Je ne peux pas donner la liste des policiers affectés au narcotrafic. Cela va de soi. » Le préfet
De son côté, le procureur Frédéric Teillet a reconnu les limites du système judiciaire. « Ma difficulté — et je suis là pour un discours de vérité — c’est que mon délai de convocation devant le tribunal est à 20 mois aujourd’hui, cela vide parfois le jugement de son sens. Ce dont nous manquons cruellement, ce sont des juges et des greffiers. Car ceux-ci pourraient démultiplier les audiences, ramener les délais à des dates bien plus raisonnables. Les policiers, les gendarmes sont désespérés du temps que nous mettons à juger. Nous-mêmes, nous sommes navrés de se pencher sur des faits qui ont 3-4 ans. Plus nombreux nous serons, meilleurs nous serons ! » a-t-il tenu à préciser. « Mais dire en revanche que « la police interpelle et la justice relâche», ce n’est pas si simple ! Nos concitoyens doivent savoir que ceux qui quittent des locaux des forces de l’ordre en ressortent bien souvent avec une convocation devant le tribunal, comme la loi le prévoit. »

Ces principes étant posés, le magistrat ne voit pas tout en noir. Il a défendu la comparution immédiate qu’il estime être une réponse énergique, efficace et exceptionnelle. Il a aussi soutenu l’intérêt des AFD pour lutter contre les infractions qui, autrement, restaient sans suite.
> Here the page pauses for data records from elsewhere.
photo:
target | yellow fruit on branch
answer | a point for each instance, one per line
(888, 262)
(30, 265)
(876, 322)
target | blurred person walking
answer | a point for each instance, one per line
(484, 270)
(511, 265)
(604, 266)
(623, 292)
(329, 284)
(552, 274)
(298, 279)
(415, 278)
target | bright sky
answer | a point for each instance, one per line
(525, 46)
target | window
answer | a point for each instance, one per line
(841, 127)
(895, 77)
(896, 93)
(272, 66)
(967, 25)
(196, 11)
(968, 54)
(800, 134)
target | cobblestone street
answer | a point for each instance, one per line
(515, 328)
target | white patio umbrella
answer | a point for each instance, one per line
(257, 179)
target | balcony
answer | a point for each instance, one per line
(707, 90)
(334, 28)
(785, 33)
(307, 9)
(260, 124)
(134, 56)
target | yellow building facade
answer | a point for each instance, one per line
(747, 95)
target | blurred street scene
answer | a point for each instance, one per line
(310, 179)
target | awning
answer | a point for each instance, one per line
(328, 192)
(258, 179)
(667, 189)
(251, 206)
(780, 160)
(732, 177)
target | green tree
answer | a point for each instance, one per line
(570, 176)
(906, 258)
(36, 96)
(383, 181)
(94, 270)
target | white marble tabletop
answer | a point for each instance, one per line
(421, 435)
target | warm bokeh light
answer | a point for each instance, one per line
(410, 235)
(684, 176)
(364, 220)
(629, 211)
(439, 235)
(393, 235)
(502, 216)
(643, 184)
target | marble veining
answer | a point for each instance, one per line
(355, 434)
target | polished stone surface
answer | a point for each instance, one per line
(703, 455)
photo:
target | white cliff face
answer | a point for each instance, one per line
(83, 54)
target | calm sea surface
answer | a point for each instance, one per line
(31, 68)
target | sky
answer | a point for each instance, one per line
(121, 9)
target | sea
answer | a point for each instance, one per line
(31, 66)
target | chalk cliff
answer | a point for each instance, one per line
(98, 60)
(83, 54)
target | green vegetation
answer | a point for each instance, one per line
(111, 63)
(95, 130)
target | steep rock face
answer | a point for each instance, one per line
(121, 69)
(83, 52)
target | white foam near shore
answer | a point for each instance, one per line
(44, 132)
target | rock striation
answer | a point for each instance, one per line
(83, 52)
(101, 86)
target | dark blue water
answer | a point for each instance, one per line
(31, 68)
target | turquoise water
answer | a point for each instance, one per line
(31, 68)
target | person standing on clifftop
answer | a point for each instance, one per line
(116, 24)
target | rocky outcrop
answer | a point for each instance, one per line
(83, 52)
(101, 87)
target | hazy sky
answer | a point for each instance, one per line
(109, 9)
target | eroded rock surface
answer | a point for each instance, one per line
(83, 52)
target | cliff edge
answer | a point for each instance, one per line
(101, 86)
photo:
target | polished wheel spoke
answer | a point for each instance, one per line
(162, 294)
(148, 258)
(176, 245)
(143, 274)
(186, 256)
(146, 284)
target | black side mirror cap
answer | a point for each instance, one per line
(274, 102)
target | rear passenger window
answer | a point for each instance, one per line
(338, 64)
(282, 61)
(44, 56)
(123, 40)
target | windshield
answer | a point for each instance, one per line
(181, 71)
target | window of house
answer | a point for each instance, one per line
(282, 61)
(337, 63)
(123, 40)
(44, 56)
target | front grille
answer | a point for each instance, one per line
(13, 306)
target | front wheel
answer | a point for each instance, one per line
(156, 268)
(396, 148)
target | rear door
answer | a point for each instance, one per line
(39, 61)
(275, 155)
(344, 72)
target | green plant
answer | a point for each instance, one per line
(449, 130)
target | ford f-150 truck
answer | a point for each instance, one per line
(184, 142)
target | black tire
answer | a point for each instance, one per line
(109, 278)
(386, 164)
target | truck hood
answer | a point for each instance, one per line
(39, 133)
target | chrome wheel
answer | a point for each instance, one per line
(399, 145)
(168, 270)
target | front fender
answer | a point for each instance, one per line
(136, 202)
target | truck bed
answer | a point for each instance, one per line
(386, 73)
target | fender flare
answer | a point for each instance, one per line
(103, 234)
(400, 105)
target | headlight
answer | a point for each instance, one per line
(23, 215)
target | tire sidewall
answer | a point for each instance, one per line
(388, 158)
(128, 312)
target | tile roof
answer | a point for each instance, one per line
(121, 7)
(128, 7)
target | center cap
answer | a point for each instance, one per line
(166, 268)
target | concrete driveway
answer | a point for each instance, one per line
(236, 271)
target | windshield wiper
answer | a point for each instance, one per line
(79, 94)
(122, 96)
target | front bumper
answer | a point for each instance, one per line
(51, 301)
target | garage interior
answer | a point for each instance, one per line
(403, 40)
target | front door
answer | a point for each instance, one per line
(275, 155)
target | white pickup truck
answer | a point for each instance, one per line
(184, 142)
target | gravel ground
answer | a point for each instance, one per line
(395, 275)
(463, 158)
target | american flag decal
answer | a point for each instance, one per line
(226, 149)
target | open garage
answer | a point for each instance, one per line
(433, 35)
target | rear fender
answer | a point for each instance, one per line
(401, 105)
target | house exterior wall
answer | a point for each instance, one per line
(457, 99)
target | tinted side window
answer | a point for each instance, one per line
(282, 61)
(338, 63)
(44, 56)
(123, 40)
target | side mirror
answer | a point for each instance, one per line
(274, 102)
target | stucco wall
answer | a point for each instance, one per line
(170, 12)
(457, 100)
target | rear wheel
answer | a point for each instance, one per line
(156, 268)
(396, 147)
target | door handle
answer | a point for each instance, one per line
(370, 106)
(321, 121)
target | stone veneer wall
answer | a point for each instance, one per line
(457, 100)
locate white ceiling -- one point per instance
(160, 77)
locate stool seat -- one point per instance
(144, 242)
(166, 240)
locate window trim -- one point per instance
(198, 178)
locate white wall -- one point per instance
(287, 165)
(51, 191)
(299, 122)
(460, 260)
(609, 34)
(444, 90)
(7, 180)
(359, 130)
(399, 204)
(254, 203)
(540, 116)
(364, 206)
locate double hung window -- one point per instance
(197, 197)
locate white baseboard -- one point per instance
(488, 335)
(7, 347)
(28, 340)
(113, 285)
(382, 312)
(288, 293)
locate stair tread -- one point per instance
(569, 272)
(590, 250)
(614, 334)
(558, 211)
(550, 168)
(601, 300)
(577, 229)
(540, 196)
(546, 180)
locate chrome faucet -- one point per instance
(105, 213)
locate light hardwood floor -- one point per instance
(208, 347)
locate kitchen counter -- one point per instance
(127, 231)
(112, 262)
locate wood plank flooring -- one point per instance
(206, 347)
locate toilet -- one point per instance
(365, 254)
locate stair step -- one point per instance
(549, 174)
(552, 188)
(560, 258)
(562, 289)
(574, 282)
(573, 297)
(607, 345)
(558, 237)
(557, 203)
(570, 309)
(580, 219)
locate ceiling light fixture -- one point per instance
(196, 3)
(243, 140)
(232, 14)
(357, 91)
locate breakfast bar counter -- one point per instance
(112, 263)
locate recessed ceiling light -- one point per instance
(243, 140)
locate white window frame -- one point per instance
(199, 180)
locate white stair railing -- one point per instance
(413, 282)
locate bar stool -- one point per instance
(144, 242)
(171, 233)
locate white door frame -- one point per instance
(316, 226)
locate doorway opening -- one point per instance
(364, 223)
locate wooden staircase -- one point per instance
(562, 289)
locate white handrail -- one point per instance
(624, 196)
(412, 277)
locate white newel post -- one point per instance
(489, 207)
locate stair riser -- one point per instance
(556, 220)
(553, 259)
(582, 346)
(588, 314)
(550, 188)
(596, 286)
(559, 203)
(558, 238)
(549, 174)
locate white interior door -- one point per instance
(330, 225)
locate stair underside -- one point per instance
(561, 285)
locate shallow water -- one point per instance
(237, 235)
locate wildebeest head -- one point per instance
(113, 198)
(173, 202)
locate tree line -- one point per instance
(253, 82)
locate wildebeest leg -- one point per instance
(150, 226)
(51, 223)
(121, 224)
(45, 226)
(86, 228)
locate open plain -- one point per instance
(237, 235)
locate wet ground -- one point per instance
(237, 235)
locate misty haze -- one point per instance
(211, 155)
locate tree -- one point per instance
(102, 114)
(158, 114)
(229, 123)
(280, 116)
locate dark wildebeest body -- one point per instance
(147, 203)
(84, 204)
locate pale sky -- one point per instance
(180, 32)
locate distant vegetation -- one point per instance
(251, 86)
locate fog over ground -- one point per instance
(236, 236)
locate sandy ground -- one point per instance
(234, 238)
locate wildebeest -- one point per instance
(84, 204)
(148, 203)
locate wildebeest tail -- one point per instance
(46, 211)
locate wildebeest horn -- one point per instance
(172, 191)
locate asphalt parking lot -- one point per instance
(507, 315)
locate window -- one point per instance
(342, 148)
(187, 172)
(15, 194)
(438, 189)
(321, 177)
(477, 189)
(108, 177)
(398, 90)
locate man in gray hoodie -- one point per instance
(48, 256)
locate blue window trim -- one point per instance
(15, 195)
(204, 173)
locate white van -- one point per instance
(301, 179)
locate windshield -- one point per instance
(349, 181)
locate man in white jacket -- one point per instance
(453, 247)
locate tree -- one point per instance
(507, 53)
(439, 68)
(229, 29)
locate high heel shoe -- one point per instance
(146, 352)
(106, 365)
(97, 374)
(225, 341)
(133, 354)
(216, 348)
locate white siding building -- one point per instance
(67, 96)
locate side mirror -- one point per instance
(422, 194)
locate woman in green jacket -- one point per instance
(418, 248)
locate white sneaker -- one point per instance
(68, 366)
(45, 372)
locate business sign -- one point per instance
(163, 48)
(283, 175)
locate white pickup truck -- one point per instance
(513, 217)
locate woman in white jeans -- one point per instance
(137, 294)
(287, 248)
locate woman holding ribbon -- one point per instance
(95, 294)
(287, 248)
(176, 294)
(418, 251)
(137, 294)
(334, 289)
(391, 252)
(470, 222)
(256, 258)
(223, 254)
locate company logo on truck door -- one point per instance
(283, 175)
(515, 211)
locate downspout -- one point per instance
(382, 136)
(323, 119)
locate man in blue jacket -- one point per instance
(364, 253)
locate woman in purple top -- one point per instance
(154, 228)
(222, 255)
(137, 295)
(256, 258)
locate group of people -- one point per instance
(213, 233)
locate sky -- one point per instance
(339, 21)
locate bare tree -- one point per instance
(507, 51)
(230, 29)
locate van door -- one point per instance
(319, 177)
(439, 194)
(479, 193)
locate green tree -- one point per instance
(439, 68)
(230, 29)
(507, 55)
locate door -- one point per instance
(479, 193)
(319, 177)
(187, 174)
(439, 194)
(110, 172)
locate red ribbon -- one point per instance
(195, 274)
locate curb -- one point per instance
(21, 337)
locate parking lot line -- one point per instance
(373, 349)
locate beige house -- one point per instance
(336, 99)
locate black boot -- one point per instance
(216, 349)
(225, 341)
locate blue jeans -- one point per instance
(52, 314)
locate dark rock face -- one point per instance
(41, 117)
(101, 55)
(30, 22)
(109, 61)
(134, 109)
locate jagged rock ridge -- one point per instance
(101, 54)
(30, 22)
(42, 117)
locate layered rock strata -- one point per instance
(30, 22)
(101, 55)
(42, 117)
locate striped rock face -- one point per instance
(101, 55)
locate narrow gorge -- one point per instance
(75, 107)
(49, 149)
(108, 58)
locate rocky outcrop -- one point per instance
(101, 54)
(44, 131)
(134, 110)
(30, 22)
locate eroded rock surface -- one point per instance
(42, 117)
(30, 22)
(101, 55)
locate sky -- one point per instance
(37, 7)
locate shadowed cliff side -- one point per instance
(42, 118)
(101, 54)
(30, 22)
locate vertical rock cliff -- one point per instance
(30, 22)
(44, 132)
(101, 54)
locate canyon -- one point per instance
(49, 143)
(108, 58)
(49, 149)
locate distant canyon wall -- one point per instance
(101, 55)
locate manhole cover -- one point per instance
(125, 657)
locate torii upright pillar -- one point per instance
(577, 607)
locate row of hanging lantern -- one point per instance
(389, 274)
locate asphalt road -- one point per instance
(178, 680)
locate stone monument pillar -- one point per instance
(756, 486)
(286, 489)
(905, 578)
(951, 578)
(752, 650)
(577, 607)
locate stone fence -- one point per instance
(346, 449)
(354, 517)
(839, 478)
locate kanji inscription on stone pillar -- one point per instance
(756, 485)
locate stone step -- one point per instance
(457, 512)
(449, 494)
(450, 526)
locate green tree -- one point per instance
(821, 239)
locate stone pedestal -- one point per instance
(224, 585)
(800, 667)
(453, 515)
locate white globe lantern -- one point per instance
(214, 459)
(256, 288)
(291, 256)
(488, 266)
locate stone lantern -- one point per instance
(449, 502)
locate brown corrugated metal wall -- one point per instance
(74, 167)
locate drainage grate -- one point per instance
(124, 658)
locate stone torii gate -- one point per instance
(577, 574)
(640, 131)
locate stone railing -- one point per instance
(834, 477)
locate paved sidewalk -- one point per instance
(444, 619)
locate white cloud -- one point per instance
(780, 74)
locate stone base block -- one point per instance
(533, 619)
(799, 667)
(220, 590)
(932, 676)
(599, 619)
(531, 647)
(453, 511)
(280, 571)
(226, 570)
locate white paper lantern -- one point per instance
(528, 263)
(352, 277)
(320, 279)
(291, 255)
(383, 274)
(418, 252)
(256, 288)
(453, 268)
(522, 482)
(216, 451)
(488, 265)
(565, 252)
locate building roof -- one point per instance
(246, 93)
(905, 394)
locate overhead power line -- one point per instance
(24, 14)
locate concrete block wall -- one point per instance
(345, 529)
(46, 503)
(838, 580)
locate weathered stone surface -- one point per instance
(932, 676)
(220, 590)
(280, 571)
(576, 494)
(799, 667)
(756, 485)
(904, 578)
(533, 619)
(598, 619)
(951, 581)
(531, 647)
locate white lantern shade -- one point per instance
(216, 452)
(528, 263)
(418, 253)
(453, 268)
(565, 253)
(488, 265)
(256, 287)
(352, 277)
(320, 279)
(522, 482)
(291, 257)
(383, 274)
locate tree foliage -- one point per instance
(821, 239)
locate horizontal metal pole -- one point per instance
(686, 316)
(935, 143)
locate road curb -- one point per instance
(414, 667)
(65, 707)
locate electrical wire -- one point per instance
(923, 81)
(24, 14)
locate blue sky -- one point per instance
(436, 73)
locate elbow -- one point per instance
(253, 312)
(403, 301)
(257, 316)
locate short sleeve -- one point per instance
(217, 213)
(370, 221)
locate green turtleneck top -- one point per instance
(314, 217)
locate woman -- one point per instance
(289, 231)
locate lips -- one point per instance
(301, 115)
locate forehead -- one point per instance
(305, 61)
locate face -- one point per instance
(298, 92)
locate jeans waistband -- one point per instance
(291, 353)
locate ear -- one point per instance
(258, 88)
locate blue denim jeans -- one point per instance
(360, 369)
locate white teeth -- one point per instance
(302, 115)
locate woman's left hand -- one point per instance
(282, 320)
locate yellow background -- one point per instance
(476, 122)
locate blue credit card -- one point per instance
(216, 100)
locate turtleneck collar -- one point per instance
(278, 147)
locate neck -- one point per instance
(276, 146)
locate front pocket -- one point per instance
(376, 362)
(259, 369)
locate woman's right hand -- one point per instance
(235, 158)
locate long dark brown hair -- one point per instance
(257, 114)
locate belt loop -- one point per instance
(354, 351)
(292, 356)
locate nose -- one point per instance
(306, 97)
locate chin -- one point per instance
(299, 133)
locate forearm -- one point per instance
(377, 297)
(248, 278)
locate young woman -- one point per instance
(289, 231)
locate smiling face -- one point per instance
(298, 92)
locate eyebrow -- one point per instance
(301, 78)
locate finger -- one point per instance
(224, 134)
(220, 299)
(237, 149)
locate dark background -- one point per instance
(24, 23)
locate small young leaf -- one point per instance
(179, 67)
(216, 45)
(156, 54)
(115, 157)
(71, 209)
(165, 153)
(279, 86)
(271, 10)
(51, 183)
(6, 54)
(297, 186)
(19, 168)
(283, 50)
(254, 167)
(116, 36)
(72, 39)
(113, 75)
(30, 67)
Il a également plaidé pour « un accompagnement renforcé » à travers des dispositifs de justice résolutive. Il a ansi annoncé avoir sollicité des financements pour un programme local, tout en glissant à Nathalie Appéré : « je viendrais peut-être vous voir, Madame la Maire, pour une aide économique. »
Un exercice républicain qui masque mal les tensions politiques
En initiant cette séquence, Nathalie Appéré signe son retour en première ligne, après des mois de tensions dans les quartiers. Elle a salué « l’engagement personnel » du préfet et du procureur, en réaffirmant « la détermination collective de chacun à mener ce combat difficile ». Mais derrière les formules convenues, la séance révèle une autre vérité. Plutôt que de se demander comment aider l’État dans sa mission, les élus — y compris beaucoup de la majorité — ont surtout cherché à exposer les limites du système, souvent à des fins politiques et à quelques mois des élections municipales. À l’inverse, le préfet et le procureur, eux, ont rappelé que la sécurité se construit avec du temps, du courage et de la coopération.